Source of the following article Persuasive Litigator.

By Dr. Ken Broda-Bahm:

One time when I was working with an attorney getting ready for trial, I was there when the attorney learned that they would be able to give “mini-openings” prior to voir dire. But by “mini,” the court really meant “mini” — three to five minutes per side. The attorney’s reaction was to dismiss it. “I cannot really cover anything in three minutes,” she said. In response, I stressed that it was a chance to create a first impression, and to provide some context and greater usefulness for voir dire. I also said, “You would be surprised how much you can cover in three minutes.”

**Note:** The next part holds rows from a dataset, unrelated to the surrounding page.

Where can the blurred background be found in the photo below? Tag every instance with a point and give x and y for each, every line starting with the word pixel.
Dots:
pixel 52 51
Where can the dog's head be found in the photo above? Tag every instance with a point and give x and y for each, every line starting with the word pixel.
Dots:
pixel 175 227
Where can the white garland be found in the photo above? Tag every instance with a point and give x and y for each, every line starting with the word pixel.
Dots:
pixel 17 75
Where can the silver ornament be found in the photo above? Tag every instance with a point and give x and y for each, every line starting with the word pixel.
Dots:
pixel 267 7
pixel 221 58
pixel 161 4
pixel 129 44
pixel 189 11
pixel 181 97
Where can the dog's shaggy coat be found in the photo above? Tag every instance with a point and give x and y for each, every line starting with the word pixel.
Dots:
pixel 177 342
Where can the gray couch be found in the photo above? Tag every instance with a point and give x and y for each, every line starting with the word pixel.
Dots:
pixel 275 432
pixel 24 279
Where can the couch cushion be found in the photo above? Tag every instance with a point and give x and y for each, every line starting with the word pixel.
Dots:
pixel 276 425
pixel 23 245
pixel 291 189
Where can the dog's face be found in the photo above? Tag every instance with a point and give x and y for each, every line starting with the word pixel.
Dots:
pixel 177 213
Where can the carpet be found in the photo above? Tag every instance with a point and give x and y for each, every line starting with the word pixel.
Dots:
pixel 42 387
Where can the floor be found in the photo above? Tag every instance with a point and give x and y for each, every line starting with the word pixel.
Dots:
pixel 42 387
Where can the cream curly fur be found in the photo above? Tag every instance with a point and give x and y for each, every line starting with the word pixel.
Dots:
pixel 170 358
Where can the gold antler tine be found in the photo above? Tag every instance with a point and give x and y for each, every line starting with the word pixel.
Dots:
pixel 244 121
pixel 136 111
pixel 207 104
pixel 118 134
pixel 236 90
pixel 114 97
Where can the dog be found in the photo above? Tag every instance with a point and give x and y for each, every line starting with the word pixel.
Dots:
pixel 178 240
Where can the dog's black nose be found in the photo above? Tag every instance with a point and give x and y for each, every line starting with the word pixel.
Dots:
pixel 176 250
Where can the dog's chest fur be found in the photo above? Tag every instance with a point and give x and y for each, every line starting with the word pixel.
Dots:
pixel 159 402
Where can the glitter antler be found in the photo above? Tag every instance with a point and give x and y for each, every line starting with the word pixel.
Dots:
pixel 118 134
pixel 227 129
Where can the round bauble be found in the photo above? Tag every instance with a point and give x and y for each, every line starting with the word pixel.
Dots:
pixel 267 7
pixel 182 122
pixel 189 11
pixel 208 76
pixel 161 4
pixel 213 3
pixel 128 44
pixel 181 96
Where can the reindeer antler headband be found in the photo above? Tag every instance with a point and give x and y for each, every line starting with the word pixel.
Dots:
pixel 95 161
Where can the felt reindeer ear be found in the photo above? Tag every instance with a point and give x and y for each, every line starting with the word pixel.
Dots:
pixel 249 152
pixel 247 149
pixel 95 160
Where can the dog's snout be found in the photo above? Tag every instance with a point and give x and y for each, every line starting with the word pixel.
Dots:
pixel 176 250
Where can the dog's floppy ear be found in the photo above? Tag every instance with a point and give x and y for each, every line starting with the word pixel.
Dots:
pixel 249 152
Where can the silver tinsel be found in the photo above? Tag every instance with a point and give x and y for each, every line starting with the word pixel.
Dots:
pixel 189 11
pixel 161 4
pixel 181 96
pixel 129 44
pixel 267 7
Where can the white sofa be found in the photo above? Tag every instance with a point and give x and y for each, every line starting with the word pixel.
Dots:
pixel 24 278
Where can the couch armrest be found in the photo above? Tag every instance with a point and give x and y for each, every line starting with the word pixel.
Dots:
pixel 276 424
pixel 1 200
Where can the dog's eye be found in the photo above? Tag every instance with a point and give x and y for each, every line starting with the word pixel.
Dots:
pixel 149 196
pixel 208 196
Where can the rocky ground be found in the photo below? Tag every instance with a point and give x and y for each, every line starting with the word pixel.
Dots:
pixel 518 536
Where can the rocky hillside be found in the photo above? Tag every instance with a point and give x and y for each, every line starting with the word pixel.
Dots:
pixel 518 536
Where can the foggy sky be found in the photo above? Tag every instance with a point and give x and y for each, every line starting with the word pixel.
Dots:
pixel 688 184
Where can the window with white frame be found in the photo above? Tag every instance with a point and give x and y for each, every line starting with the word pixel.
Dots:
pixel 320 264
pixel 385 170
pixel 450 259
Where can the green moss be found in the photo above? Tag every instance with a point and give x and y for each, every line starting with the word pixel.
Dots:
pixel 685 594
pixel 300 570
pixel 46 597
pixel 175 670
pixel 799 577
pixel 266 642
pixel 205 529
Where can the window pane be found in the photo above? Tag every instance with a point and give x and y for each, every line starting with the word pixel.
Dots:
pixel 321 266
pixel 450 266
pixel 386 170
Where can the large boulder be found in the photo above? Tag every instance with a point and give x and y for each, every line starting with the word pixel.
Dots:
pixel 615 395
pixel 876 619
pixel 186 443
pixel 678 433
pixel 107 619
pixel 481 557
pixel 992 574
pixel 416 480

I recalled that advice just recently when I came across a page called “TED in Three Minutes.” The site features a number of speeches in the classic “TED-Talk” mode — dynamic and interesting “Ideas Worth Spreading,” but they’re shorter than the already-economical TED-Talk length of 18 minutes or less. As advertised, they’re just three minutes each. After watching a few, I was surprised at just how comprehensive they can be. So, if you need a short break, I’d encourage you to take a look. The goal of these speakers to do what they can in three minutes parallels an attorney’s need, not just in a mini-opening, but in the first few minutes of a more conventional opening statement or closing argument as well. In this post, I will draw from the TED examples and discuss five factors that make it work in three minutes.

1. Economize

You want short and succinct expression. You want simple sentences. Later on, you will need to dig into details and introduce legal and technical language where it helps. But for now, you want to chose the shortest way of expressing it, and that can require some preparation. In her three-minute talk, Carolyn Porco asks, “Could a Saturn Moon Harbor Life?” That talk does include some sophisticated content as she introduces the chemical components for life. And if you asked her, I bet she would say she left out a ton of information. But she effectively boils down what would otherwise be scientifically complex.

2. Say It Once, But Make it Vivid

Repetition and analysis can become habits for lawyers. And, over the course of the case, there will be a need for both. But in your three-minute version, find one way of expressing it that is punchy. In Nilofer Merchant’s talk, “Got a Meeting? Take a Walk,” for example, she begins with “What you are doing right now, is killing you.” And she proceeds to talk about the fact that we sit more than we sleep, and that sitting is the new smoking when it comes to previously unrecognized health problems. This vividly sets the stage for her focus on walking meetings.

3. Ditch the Preliminaries and Get Right to the Point

Don’t waste time on standardized comments at the beginning. There may be a time to emphasize the importance of jury duty, to thank them for being there, and to introduce your team. But in the first few moments, get right to the point. For example, Matt Cutts’ talk is called, “Try Something New for 30 Days.” He begins by saying, “A few years ago, I felt like I was stuck in a rut.” He decided on a response: “Think about something you want to add to your life, and try it, for 30 days.” Just 20 seconds in, you have his main point.

4. Base it Around a Simple and Memorable Phrase

For a brief presentation, or a self-contained introduction to a larger presentation, it is essential to ask yourself, “What is the one sentence I need them to understand and accept?” That message, also known as a theme, is critical for litigators. In addition to being the centerpiece of your “silver bullet” introduction, it should also be a recurring message that runs through testimony and demonstrative exhibits. In the TED talk discussed above, Matt Cutts’ simple theme is that, “Small sustainable changes are more likely to stick.”

5. Make It Visual

I’ve noticed that some attorneys have a tendency to treat courtroom visuals the  way they would treat evidence: They wait to use them until they are supporting a specific point. For that reason, they’ll often be skipped during an introduction. But, more broadly, visuals are a way of focusing and grabbing attention. At the overview stage, simple pictures used to illustrate your themes, as you would use in a PowerPoint, can be more effective than designed demonstrate exhibits. For some extraordinary visuals in the TED talks, check out Camille Seaman’s “Photos from a Storm Chaser,” but for simple iconic images that might help illustrate a story in litigation, take a look at Richard St. John’s “8 Secrets of Success.